7094 King’s Castle Siege – 2007
The inclusion of this set is more for the idea that it represents as I have never actually played with it having only added it to the collection a year ago. Growing up I faced a dual dilemma: Christmas coming around only once a year and my allowance being of such a miniscule amount so as to actually teach me about responsible budgeting. As the tradition of Christmas was established several millennia before I was born and my parents maintained their crusade to teach me responsible spending throughout my childhood I was unable to alter my circumstances and therefore did not acquire all the Legos I wanted from year to year. The Castle theme, more than any other, never quite made the cutoff and as a result almost all of the sets from that genre that I possessed up until a few years ago were inherited and that satisfied me for the most part. However, there was one I regretted missing for years: Royal Knight’s Castle from 1995. As the years went by Lego released many more castles and then for a time replaced the whole theme with Harry Potter but none of the offerings ever, in my mind, lived up to bar which had been set by that stately set. Then came the King’s Castle Siege and for the first time I saw a fortress that was on par with that 1995 benchmark. Not wanting to miss another opportunity (and potentially have to wait an additional 12 years!) I added this set to fill the hole which had for so long been empty for lack of a truly great castle. I was not disappointed.
HONORABLE MENTIONS
A few of my other favorites in no particular order:
10184 Town Plan – 2008
I was thrilled with this set because it brought an incredibly rich level of detail to my town. To date this is the only cinema and town hall ever produced by Lego and the retro gas station is fantastic. It adds a sense of completeness to my town layout that is very satisfying.
All My Sailing Ships – Various Years
Currently the fleet stands at 5. Sailing with the Barracuda is the Armada Flagship, Brickbeard’s Bounty, Imperial Flagship and Queen Anne’s Revenge.
6975 Alien Avenger – 1997
I loved this ship as kid. Heavily armed, swooshable and just all around menacing in appearance this was my favorite capital ship.

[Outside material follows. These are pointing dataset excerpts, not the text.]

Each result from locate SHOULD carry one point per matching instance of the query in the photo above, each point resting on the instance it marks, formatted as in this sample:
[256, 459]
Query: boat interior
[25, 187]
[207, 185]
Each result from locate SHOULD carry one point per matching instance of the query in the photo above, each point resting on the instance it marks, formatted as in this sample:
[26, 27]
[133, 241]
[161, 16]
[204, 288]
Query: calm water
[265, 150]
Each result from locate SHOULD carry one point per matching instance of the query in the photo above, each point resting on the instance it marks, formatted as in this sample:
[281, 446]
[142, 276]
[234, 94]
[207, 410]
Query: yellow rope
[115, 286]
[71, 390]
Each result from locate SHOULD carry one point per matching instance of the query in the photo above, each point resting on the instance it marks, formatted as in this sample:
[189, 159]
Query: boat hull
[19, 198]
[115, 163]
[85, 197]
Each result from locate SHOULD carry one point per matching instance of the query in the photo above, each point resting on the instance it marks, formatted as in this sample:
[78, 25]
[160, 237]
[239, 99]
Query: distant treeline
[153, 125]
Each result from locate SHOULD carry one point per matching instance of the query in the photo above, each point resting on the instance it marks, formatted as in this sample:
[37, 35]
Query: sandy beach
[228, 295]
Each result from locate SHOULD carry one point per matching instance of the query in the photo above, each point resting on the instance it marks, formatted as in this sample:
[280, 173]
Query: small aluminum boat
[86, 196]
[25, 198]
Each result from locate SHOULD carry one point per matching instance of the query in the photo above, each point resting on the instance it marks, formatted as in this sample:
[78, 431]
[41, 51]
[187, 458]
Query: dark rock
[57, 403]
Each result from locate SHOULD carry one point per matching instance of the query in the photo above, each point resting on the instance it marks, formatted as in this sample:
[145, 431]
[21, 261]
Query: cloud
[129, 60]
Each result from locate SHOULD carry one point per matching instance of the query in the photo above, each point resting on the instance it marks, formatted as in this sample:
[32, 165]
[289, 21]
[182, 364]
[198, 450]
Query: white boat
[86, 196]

6396 International Jetport – 1990
Hailing from the days when Lego airports included runway baseplates this set was the centerpiece of my Lego city as a kid.
6766 Rapid River Village – 1997
The largest of the Indian sets which followed the initial wave of Wild West offerings. My brother and I combined it with his copy of Boulder Cliff Canyon for the ultimate Indian village.
6380 Emergency Treatment Center – 1987
Lego has produced only two hospital sets to date and I was fortunate enough to have one of them. This was one of my first sets and saw a lot of use treating casualties from my numerous daring adventure stories.